The coal ministry is reaching out to other ministries to put an end to the exercise of classifying coal fields into ‘go’ and ‘no go’ areas according to their forest cover. The ministry has circulated a Cabinet note, which make the argument that mining should be allowed across the country wherever there are proven coal reserves . In the meantime, the coal ministry has rallied end-user ministries like power and steel around it.Put together, the ministries appeared to have painted a grim picture of slowing growth prospects. It is argued that paying too much attention to environmental concerns would in effect lead to “curtailment of energy source”. This move would “ultimately result in the country missing growth opportunities.”Building up the pressure, the steel ministry has asked that alternate coal blocks be allocated for its projects. In a letter to coal secretary C Balakrishnan earlier this month, steel secretary PK Misra has asked that coal blocks allocated in “no go” areas be swapped for blocks that can be mined. The ministry has argued that most of the allottees in the steel sector have “already made substantial investments in the end-use projects”.
The steel ministry has argued that “any hindrance” in the development of these coal blocks will affect the economic viability of the projects. The steel ministry has made it abundantly clear that the forest classification exercise will have adverse impact on the economy. The steel secretary wrote, “blocking the development of these coal blocks by categorizing them under “no go” area may not only adversely affect these on going steel projects, but may also impact future investments in the steel sector due to the shadow of uncertainty looming over the availability of this critical raw material.”
The power ministry has said that the exercise would put 660 MT coal out of reach every year. This would impact 1,30,000 MW of capacity. The ministry has cited that power developers have already spent . 27,384 crore and committed . 11,578 crore in end-use projects and . 589 crore in coal-related activities.

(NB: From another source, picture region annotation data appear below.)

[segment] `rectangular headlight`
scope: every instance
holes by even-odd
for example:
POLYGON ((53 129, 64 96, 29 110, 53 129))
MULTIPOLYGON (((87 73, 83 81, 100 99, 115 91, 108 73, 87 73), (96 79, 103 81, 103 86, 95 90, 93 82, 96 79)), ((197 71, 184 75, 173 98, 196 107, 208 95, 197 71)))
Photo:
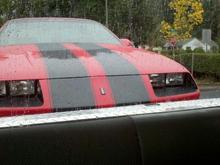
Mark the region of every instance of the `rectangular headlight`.
POLYGON ((184 84, 183 74, 171 73, 166 74, 166 85, 167 86, 180 86, 184 84))
POLYGON ((151 74, 150 81, 153 87, 164 87, 165 83, 165 74, 151 74))
POLYGON ((10 81, 10 96, 26 96, 35 94, 35 81, 10 81))
POLYGON ((0 96, 6 95, 6 83, 5 81, 0 81, 0 96))
POLYGON ((154 88, 165 86, 181 86, 184 85, 184 74, 167 73, 167 74, 151 74, 150 81, 154 88))

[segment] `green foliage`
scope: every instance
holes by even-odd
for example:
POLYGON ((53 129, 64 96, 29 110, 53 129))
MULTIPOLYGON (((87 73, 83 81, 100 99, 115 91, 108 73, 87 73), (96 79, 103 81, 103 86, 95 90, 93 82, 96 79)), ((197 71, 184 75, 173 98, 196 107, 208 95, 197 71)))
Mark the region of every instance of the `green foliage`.
MULTIPOLYGON (((173 22, 171 0, 108 0, 109 28, 119 37, 137 44, 163 45, 161 21, 173 22)), ((220 1, 202 1, 204 23, 194 32, 201 37, 202 28, 211 28, 215 40, 220 38, 220 1)), ((0 26, 20 17, 80 17, 105 24, 105 0, 0 0, 0 26)), ((194 17, 193 17, 194 18, 194 17)))
MULTIPOLYGON (((206 76, 220 78, 220 54, 215 53, 194 53, 194 72, 206 76)), ((168 55, 168 57, 173 58, 168 55)), ((189 70, 192 67, 192 53, 175 56, 175 60, 189 70)))

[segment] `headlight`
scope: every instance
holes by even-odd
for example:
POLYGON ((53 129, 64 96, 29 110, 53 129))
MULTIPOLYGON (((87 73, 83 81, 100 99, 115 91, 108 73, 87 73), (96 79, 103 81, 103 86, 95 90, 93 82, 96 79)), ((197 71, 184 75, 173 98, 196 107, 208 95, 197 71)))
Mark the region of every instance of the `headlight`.
POLYGON ((26 96, 35 94, 35 81, 10 81, 10 96, 26 96))
POLYGON ((6 84, 5 82, 0 82, 0 96, 6 95, 6 84))
POLYGON ((183 84, 184 84, 183 74, 179 74, 179 73, 166 74, 167 86, 179 86, 183 84))
POLYGON ((181 86, 184 84, 184 74, 168 73, 168 74, 151 74, 150 81, 154 88, 165 86, 181 86))
POLYGON ((165 74, 151 74, 150 81, 153 87, 165 86, 165 74))

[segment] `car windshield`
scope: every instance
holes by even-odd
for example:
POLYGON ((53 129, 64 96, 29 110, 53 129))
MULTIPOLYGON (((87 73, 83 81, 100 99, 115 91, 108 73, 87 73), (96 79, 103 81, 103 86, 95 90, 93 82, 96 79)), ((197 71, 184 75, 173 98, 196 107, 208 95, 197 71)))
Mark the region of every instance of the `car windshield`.
POLYGON ((120 43, 104 26, 89 20, 16 20, 0 33, 0 45, 64 42, 120 43))

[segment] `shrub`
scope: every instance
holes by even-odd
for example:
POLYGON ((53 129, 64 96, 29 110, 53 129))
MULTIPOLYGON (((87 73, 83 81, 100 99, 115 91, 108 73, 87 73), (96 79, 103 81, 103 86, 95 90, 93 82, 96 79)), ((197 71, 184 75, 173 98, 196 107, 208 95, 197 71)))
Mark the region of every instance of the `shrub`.
MULTIPOLYGON (((220 78, 220 54, 214 53, 189 53, 186 55, 177 55, 175 59, 177 62, 184 65, 191 70, 192 55, 194 55, 194 72, 206 76, 213 76, 220 78)), ((173 58, 172 56, 168 56, 173 58)))

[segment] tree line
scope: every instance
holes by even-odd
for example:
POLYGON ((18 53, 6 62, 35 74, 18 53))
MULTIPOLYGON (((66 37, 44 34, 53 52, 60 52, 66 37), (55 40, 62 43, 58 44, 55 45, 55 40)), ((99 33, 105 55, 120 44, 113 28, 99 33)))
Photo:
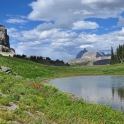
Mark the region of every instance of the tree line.
POLYGON ((45 65, 54 65, 54 66, 70 66, 68 63, 65 63, 63 60, 51 60, 49 57, 35 56, 31 55, 27 57, 26 55, 15 54, 13 57, 20 59, 28 59, 37 63, 45 64, 45 65))
POLYGON ((111 47, 111 60, 110 60, 110 64, 117 64, 117 63, 121 63, 124 62, 124 44, 123 45, 119 45, 116 48, 116 51, 113 51, 113 47, 111 47))

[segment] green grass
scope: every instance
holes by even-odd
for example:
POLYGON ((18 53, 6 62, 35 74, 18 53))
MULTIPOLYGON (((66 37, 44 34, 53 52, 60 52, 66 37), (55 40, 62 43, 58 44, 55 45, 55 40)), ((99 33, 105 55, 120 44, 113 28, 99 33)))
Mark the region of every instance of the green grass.
POLYGON ((124 124, 124 114, 109 106, 89 104, 43 83, 78 75, 123 75, 124 63, 107 66, 45 66, 27 60, 0 57, 0 124, 124 124))

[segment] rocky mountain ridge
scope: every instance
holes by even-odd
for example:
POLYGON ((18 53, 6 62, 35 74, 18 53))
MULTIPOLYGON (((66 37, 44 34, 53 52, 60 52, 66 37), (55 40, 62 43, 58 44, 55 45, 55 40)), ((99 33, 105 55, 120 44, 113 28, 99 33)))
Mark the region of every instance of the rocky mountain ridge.
POLYGON ((4 56, 13 56, 15 54, 15 50, 13 48, 10 48, 7 29, 1 24, 0 24, 0 54, 4 56))
POLYGON ((104 52, 100 52, 100 51, 90 52, 87 49, 84 49, 77 54, 76 58, 68 60, 68 63, 69 64, 82 63, 82 62, 106 60, 110 58, 111 58, 110 54, 105 54, 104 52))

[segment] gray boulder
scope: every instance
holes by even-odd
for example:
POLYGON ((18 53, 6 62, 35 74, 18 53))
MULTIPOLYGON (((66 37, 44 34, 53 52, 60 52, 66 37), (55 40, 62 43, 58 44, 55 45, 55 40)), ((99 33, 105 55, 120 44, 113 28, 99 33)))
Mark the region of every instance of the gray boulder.
POLYGON ((12 69, 9 67, 1 66, 1 71, 6 73, 11 73, 12 69))

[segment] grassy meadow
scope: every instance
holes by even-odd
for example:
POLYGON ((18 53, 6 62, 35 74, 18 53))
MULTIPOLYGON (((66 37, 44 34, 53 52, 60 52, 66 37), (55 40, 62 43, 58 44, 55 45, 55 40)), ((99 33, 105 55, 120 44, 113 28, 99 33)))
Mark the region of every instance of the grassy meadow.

In its rush to maximize the production capacity of the state-owned Coal India, the coal ministry appears to have forgotten about the Forest Conservation Act, 1980. The forest law requires that all diversion of forest cover for uses that can be described as “non-forest” require the approval of the Forest Advisory Committee (FAC). The ‘go’and ‘no go’ exercise that the coal ministry is now objecting to does not do away with the FAC process.
The exercise was more in the nature of a time and resource saving executive device. The “no go” – “go” exercise is an effort to ensure efficient investment decisions, which would aid coal mining companies to focus on projects in areas that would not be rejected by the FAC. A senior environment ministry official said, “It makes no material difference to the outcome if the go/no-go exercise is aborted unilaterally . All projects go through the FAC process irrespective of the go/no-go exercise.”
A section of government is of the view that the coal ministry’s objections are based on a faulty understanding of the clearance process. “All projects involving forest areas have to be considered by the FAC before work can begin. This is not going to change,” an environment ministry official said.
The idea of demarcating coal blocks with forest cover as “go” and “no go” was floated by the ministry of coal and the Coal India Limited. A fact that the coal ministry piloted Cabinet note also acknowledges . The reason for this suggestion , a senior ministry official said, was to ensure that coal mining companies such as Coal India did not invest money and time working on prospecting and mining plans in areas where projects were unlikely to be given permission.
All projects in areas that involve diversion of forest land need to be considered by the Forest Advisory Committee. The idea was that CIL would not spend time working on plans in areas where permission for mining was unlikely to be given. A senior government official close to the development said that “the exercise was taken up at the instance of the coal ministry and CIL. The results were unexpected and Coal India recoiled and backtracked.”
In its Cabinet note, the coal ministry says “any new criteria at this stage that causes us to reassess our resource base will not only push the power generation growth plans of the country but will also have its effects in the future when the climate change issue becomes more stringent.
Thus on the whole, it will only result in precious loss of time for building up our power generation capcity and energy supply capacity.” The ministry has argued that the initial study of nine coal fields put 203 of a total of 603 blocks in the “no go” category. A move that would put 660 MTof coal every year out of reach.